Necessity is the mother of reinvention
‘Doing a Sharon Stone’ is not necessarily the best way to revive a flagging career,
If the star of your celebrity has faded to a crepuscular glow, your best option is to do something that will make the public see you in a completely new light.
This is the advice that two Hollywood agents have recently given their clients, though the reinvention has taken dramatically different guises.
http://media.guardian.co.uk/columnists/story/0,7550,1401137,00.html
Broadway song-and-dance gal Deborah Gibson is about to bare all for a spread in the March issue of Playboy, due to hit newsstands on February 11. And actress Sharon Stone heads for Davos to address world leaders on the Aids pandemic.
Deborah Gibson burst onto the music scene in the late 1980s as teen pop princess Debbie Gibson. She had a massive global hit with her first single Only In My Dreams but once she was a 20-something rather than a fresh-faced adolescent, the hype receded.

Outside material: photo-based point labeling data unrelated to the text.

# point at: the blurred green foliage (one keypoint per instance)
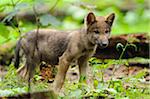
(132, 16)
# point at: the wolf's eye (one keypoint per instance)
(96, 31)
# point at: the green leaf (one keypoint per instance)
(4, 31)
(48, 19)
(10, 15)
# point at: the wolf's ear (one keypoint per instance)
(110, 19)
(90, 18)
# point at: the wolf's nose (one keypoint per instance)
(104, 44)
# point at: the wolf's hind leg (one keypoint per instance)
(27, 70)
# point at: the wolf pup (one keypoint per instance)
(63, 47)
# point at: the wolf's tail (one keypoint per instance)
(17, 56)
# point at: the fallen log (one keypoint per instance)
(141, 41)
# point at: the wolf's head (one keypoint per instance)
(99, 28)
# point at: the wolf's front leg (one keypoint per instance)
(61, 74)
(85, 70)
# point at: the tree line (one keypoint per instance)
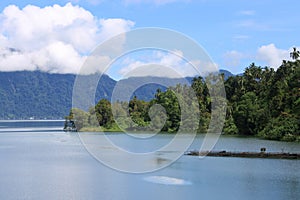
(260, 102)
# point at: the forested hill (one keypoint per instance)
(41, 95)
(26, 94)
(260, 102)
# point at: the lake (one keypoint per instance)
(40, 161)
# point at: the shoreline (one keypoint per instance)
(270, 155)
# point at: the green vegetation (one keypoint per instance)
(260, 102)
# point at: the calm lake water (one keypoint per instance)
(39, 161)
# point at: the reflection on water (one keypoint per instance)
(55, 165)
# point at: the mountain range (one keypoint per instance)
(41, 95)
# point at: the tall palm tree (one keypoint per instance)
(295, 54)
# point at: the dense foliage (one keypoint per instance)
(261, 102)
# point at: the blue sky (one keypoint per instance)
(234, 33)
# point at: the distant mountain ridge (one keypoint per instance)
(41, 95)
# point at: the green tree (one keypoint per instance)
(295, 54)
(104, 113)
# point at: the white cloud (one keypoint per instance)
(272, 55)
(162, 64)
(233, 58)
(54, 38)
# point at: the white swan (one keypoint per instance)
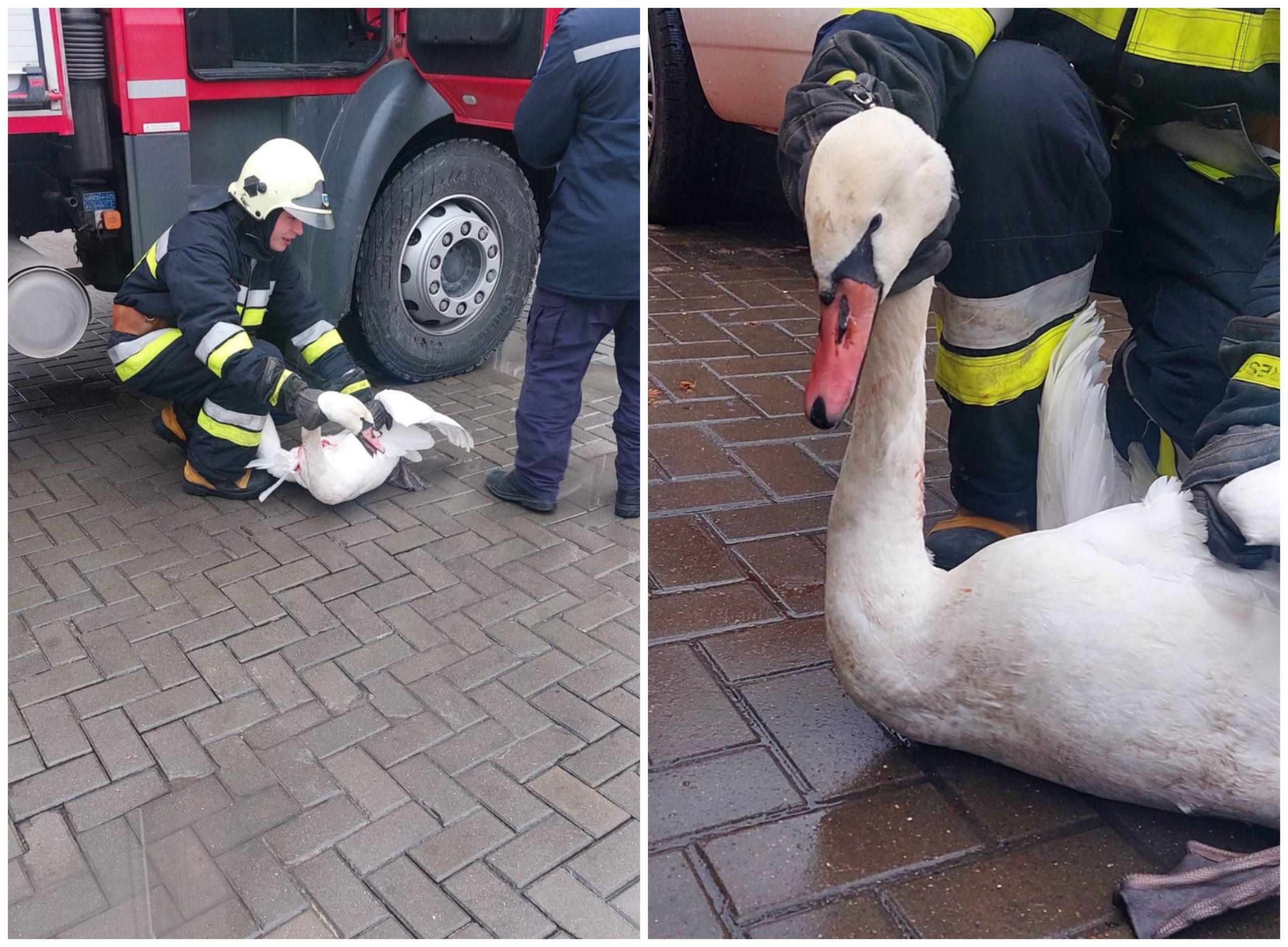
(1113, 655)
(337, 469)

Call it Billie Piper syndrome. She scored a couple of decent musical roles on Broadway but more recently has been appearing in university theatres on the west coast.
Now 34, she is attempting to revive her pop career or in the words of her official publicist: “Embarking on the second phase of her hugely successful pop career”.
The new single is called “Naked”, hence the taking-it-all-off-for-Playboy move.
Will it work? Not unless there is already interest simmering. It worked for Courtney Love and Farrah Fawcett but they were the objects of considerable prurience at the time. But Deborah Gibson’s 30-something body – who cares?
Ms Stone was keen from early in her career to promote her intellectual clout: citing her university writing scholarship and membership of Mensa.
The trouble was that after the memorable baring of her shaved crotch as man-eating Catherine Tramell in Basic Instinct, “doing a Sharon Stone” meant exposing your pudendum rather than decoding a cipher.
She was stuck with playing sexy and vampish roles, and despite an Oscar nomination for Casino she never acquired gravitas as an actress.
She entered her forties without being offered the meaty roles that consolidated the careers of Meryl Streep and Susan Sarandon.
Instead she threw herself into supporting breast cancer research and promoting gay rights. Addressing the World Economic Forum in Davos she will have the attention of the world’s media focused directly on her.
It’s the ultimate opportunity to be taken seriously and redefine “doing a Sharon Stone”.
Advice to Ms Gibson: become a United Nations ambassador and then take your clothes off for Playboy.